IT SEEMS THE EDUCATION ESTABLISHMENT is now prepared to concede that racial preferences in college admissions are really all about discrimination for its own sake. When preferences ended in California and Texas in 1997, educators predicted (mistakenly) that minority enrollment would drop dramatically. Some resorted to rhetoric not heard since the '60s -- darkly forecasting a "resegregation" of higher education. Such reactions made clear what many had long suspected: Racial preferences are used in admissions not to ensure a heterogeneous student body but to increase minority enrollment. By revealing their true purpose educators have inadvertently strengthened the legal case against preferences.
It is unlawful to treat applicants differently by race in order to achieve a certain racial mix of students. It has been illegal for the last 20 years, since the Supreme Court's decision in University of California Regents v. Bakke. Justice Lewis Powell wrote that while it was permissible to use race as a factor to assemble an intellectually diverse student body, it was impermissible to use race to try to achieve any specific racial mix of students. This, Powell said, the Constitution "clearly forbids," for it amounts to racial discrimination.

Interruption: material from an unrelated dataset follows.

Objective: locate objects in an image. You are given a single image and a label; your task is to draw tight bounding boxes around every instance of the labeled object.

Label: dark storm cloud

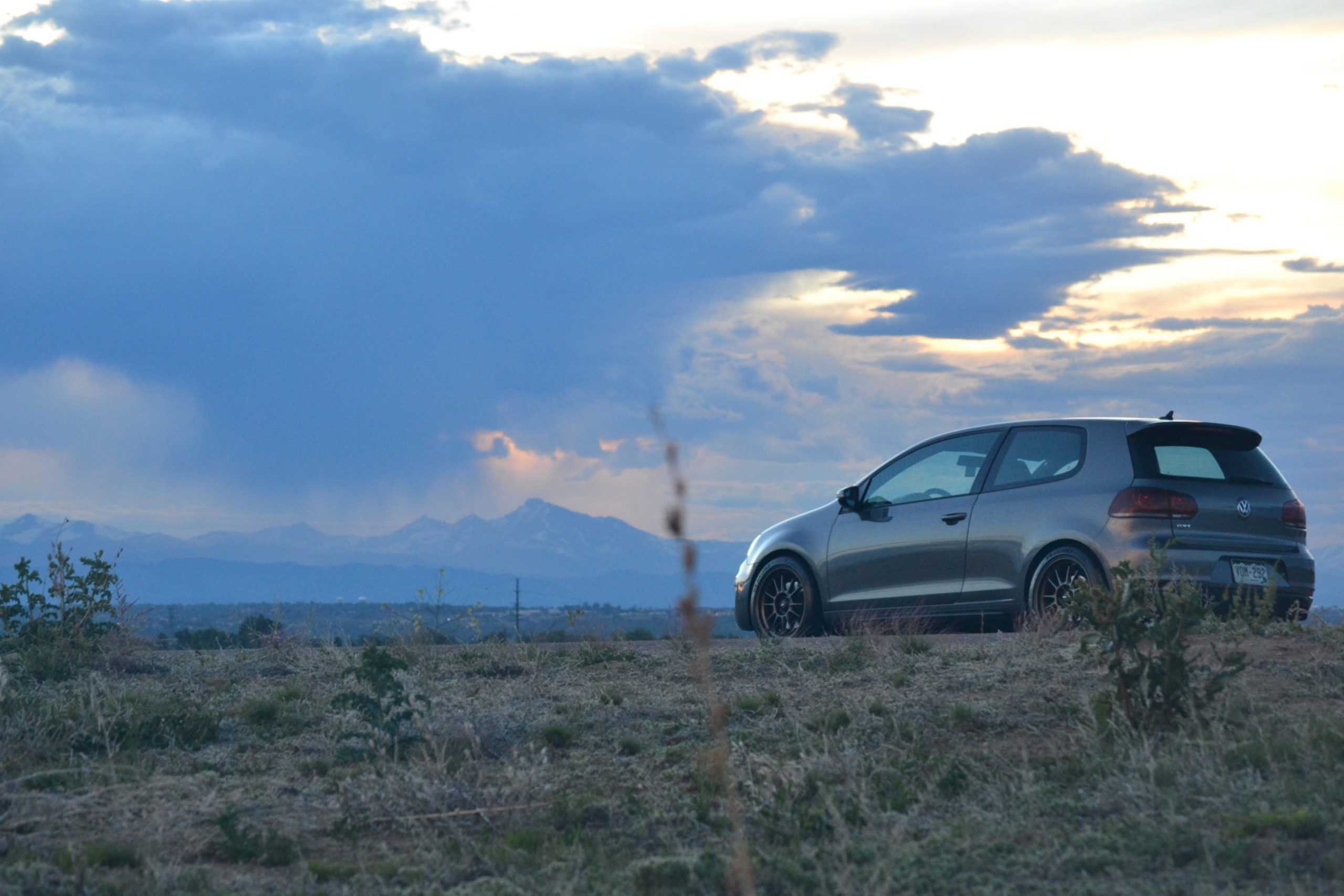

Defenders now claim that preferences are justified because, first, minority enrollment would plummet in their absence and, second, they serve a greater social good. Increasing the number of minority students helps increase the number of minorities in the professions, i.e., the upper class. This argument, that preferences promote a social good, concedes that affirmative action has wandered far from its constitutional domain. Furthermore, it turns out that educators' predictions about the resegregation that would follow the end of racial preferences in California and Texas were wildly overblown. Minority enrollment remained constant or even increased at all but a handful of elite schools. At the flagship law and medical schools, minority enrollment did drop in the first year following the end of preferences. But, as demonstrated in the Center for Individual Rights' recent report, Racial Preferences in Higher Education, minority enrollment has since rebounded, although not to pre-1997 levels.
Indeed, it turns out that at one school after another, in California, Texas, and elsewhere, racial preferences are not necessary to ensure the presence of minority students. And still, states use them anyway. Consider the state of Washington, which has a 12 percent minority population. If the University of Washington Law School didn't use preferences, it would enjoy a 17 percent minority admissions rate. By using preferences, it doubles minority enrollment -- far more than necessary for the intellectual diversity Powell's Bakke opinion had in mind.
It matters why educators take race into account. Certain purposes are constitutional. Insisting that educators stick to narrowly drawn, permissible purposes ensures that race plays a determinate -- and generally, minor -- role in admissions. In admitting that it uses race for an unconstitutional purpose, the education establishment inadvertently has called attention to the large and unlawful role that race has come to play in deciding who gets admitted.
Powell's opinion imposes strict limits on the role that race can play in benefiting -- or harming -- any particular applicant. At most, he thought, race could be a "plus" factor that suggested a particular individual would make a distinctive contribution to the intellectual life of the school. But race could not be the predominant reason one applicant was preferred over another. Nor could race serve as the basis of a dual admissions system. Because of longstanding racial disparities in standardized test scores, many elite schools employ two admissions standards to avoid excluding minority applicants. Until recently, the University of Michigan used separate admission grids for minority and non-minority applicants. Now Michigan, and many other schools, simply add points to an index score -- points that very often overwhelm other factors.
Lawsuits against the University of Washington and the University of Michigan, scheduled to go to trial this year, will show just how significant a factor race has become in admissions. Fortunately, students and their parents, trustees, and college alumni no longer need to wait for the outcome of high-profile lawsuits to begin reforming college admissions. A provision of federal civil rights law permits school officials who knowingly and clearly violate existing law to be held liable in their individual capacity for the damages resulting to applicants rejected illegally on the basis of skin color. Increasingly, this threat is more than academic. Last year, for example, a federal court in Ohio held college officials, including trustees, liable in their personal capacities for an illegal racial set-aside.
The prospect of personal liability for clear violations of constitutional law may give students, parents, and trustees a great deal of leverage in forcing worth-while reforms at colleges and universities without the need for further litigation.
Terence J. Pell is senior counsel at the Center for Individual Rights, which represents plaintiffs in lawsuits opposing racial preferences.